Sorry for the long question!
Ashley
Megan,
I am in the same boat as you. Just wanted to let you know that you are not alone. And to be honest, it’s refreshing to know I’m not the only one either. I was diagnosed with SIBO around 5 years ago and because of the SIBO and IBS, I eventually developed an eating disorder. Some of it was because of fear of eating foods that would “harm” me, but then it turned into something much worse. I lost 40 pounds and I’ve been working on my recovery ever since (for the last 5 to 6 years now). It’s been hard journey, especially with gaining weight. Anyways, just wanted to say I feel for you.
katescarlata
Hi Megan, there is a definitely an overlap btw eating disorders and GI distress, I wrote an article geared toward dietitians on this topic: http://www.todaysdietitian.com/newarchives/100614p14.shtml
Eating disorders can be life threatening–so gear your therapies toward recovery first. Work with your health professional to provide a meal plan that works for both disorders, as possible. It is possible that you could eat multiple times/day–but with spacing (3 hour spacing) rather than grazing.
Beth
Hi Kate, I enjoyed this post, so informative and practical. I was wondering if you have used unflavored elemental formulas, and if so, have a favorite low FODMAP flavoring for this. Thanks again.
katescarlata
I have never used an unflavored elemental formula. Sorry!
Christine
Hi Kate,
Thank you for all of your information on SIBO- so very helpful and a great resource!
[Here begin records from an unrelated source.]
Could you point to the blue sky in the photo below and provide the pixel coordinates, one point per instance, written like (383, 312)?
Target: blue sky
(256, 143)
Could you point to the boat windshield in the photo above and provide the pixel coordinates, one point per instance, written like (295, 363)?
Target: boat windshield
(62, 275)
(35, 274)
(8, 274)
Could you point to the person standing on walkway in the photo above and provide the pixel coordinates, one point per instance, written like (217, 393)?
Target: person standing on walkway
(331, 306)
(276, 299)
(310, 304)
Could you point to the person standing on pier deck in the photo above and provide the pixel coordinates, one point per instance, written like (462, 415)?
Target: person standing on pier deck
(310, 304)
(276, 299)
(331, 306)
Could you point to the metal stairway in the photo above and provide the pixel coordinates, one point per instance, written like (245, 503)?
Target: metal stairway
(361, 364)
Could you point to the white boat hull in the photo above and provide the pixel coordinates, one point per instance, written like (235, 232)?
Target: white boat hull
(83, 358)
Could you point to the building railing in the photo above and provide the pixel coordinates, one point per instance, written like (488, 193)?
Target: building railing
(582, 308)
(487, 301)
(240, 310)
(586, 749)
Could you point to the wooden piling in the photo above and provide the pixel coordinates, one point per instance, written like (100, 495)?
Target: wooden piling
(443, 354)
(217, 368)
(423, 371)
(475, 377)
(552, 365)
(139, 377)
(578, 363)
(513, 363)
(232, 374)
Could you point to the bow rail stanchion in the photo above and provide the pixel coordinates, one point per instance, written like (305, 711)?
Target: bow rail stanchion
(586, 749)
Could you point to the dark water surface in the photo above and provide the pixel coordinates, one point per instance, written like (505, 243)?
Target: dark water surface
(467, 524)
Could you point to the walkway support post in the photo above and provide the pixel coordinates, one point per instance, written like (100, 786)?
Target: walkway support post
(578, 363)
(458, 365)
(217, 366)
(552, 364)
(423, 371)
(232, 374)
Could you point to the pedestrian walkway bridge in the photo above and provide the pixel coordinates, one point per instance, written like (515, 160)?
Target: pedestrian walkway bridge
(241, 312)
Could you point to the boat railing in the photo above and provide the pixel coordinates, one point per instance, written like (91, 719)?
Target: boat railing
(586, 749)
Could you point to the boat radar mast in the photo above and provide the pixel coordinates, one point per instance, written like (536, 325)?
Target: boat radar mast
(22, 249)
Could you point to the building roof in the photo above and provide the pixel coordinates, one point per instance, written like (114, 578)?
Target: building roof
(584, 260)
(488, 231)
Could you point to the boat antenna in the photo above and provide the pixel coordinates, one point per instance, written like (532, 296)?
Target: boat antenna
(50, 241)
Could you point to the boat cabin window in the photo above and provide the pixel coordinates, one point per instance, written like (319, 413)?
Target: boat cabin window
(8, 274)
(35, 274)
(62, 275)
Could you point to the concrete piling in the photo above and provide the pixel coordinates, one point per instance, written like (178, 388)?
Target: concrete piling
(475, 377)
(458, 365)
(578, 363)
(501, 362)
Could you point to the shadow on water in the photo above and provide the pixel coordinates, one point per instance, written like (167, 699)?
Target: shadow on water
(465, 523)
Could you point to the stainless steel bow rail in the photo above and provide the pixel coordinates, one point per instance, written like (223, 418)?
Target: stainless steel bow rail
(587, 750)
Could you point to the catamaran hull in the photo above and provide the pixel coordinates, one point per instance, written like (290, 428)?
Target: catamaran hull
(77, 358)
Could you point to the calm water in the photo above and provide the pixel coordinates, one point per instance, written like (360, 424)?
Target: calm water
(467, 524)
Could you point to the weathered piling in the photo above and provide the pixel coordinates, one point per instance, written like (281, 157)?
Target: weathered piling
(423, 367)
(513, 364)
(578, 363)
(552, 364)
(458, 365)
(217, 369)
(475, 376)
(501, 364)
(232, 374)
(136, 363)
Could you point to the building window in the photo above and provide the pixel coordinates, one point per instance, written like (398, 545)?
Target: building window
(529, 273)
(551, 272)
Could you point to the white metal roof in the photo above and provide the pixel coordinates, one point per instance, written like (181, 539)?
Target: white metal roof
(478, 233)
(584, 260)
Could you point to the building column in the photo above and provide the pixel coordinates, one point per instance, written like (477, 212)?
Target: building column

I’ve had some trouble finding GI docs in my area that are well-versed in SIBO. I’ve been struggling for 4+ years now and have had a difficult time figuring out WHY it keeps returning. Do you have a list of GI doctors in your area/on the East coast that you recommend? Would be very much appreciated!
katescarlata
I don’t have a list of GI specialists well versed in SIBO–though this seems like a great idea! Unfortunately, I would say most GI docs are not well versed in SIBO–and it is frustrating to me!
Gia Jelinek
Hi Kate,
I am wondering if you know the answer to this. If SIBO is a buildup of bacteria, then how will I know if a fodmap type is a problem without waiting for the buildup again. How long will the buildup take? And then I would have to start all over again with the antibiotics. I know you are not a doctor, and I will be speaking to mine after finishing the antibiotics. But the wondering about how it works is driving me crazy. I haven’t been able to find anything on it. I agree with your last comment though about the doctors. They just put you on Prilosec which can stop working and causes other problems. I am also waiting to get approval from healthcare to be covered for an RD.